NGOKETUNJIA: le préfet Quetong Anderson Kongeh veut fermer écoles, collèges et lycées !
Le Ngoketunjia est ce département de la région du Nord-ouest dont le chef-lieu est Ndop. Trois arrondissements : Babessi, Ndop et Balikumbat. Dans le chaudron de la crise du NOSO, le Ngoketunjia est dans une situation extrêmement difficile. Il est traversé par la route nationale n°11 qui va jusqu’à Kumbo en passant par Jakiri. Le relief extrêmement accidenté de cette région y rend la maîtrise du terrain particulièrement difficile pour des troupes faisant face à une guérilla, notamment quand ladite guérilla opère en terrain connu par rapport à son adversaire.
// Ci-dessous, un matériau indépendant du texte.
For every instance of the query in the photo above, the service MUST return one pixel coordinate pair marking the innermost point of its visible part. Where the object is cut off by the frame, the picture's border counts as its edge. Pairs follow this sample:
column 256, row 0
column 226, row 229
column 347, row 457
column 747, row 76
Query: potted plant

Il est donc extrêmement risqué pour quiconque n’est pas lourdement armé de se risquer sur ce parcours pourtant carrossable, parce que ce serait un pari largement intenable, et tous ceux qui ont voyagé dans cette région le savent parfaitement. A partir de Jakiri, vous pouvez joindre Foumban dans la région voisine de l’Ouest en empruntant une route régionale largement impraticable en saison pluvieuse y compris pour les véhicules militaires tous terrains. Nonobstant ces handicaps, cette route a d’ailleurs été largement utilisée ces deux dernières années pour éviter l’extrême risque de la nationale n°11 par tous ceux, civils fonctionnaires ou marchands, indigènes des lieux, qui ont usé de tous les moyens pour continuer à exercer un minimum d’activité et en vivre. Mais ce trajet multiplie souvent les coûts de transport par dix, sans le moindre surcroît d’assurance !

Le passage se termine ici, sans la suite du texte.